I turned to Ed. ‘That was him, right? Guy who ran?’
‘Guess he didn’t want to talk to you after all.’
‘Well that’s a shame,’ I said. ‘Because it’s going to happen regardless. I need to talk with him about old times. I’m feeling so nostalgic I could just shit. So where does he live?’
‘I ain’t telling you that.’
‘Don’t fuck with me, Ed.’
The man started to reach under the counter. I pulled my gun out and pointed it at him. ‘Don’t do that either. It isn’t worth it.’
Young Ed put his hands back in view. I was aware of the bar’s other patrons watching, and hoped none of them was in the mood for trouble. Folks can get very protective of the people who serve their beer. It’s an important bond.
‘You the kind of guy who can shoot people?’
I looked at him. ‘What do you think?’
There was a long beat, and then Ed sighed. ‘Should have known you were trouble.’
‘I’m not. I just want to talk.’
‘Out on Long Acre,’ he said. ‘Old trailer by the creek on the other side of the little woods.’
I threw down money for the beers and ran out, nearly knocking down the guy coming back from moving his truck.

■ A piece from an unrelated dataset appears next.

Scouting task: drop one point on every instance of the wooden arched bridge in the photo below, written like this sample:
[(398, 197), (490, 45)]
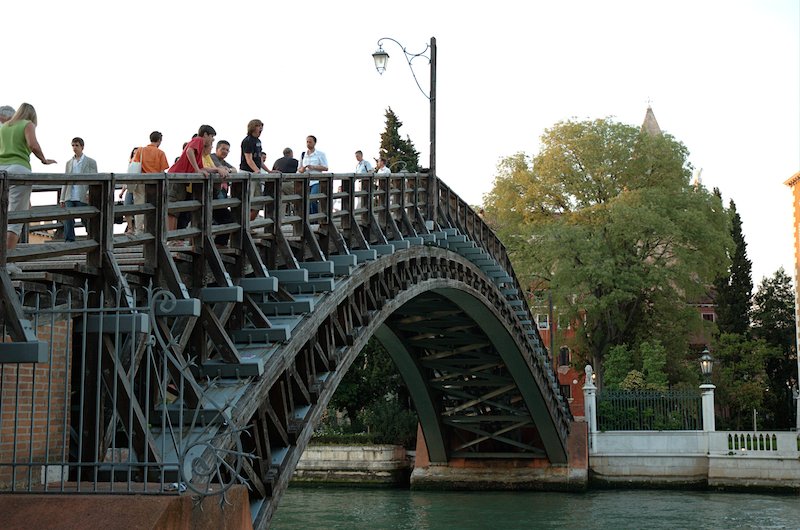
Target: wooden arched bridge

Bobby had the car pointed and ready to go. Now that I knew where we were going, it sounded kind of familiar. Long Acre is a seemingly endless road that arcs out from the back of town into the hills. There aren’t many houses out that way, and the creek the man had referred to was well out beyond them, the other side of a thick stand of trees.
It took us about ten minutes. It was very dark, and Bobby was driving very fast. I couldn’t see any sign of taillights up ahead.
‘Maybe he wasn’t heading home,’ Bobby said.
‘He will sooner or later. Slow down. It’s not that far now. Plus you’re scaring me.’
Soon after that we saw the mirror surface of the creek, silver under the blue-black sky. Bobby braked like somebody hitting a wall and turned off down a barely marked track. At the end you could see the shape of an old trailer sitting in splendid isolation. There was no sign of a car.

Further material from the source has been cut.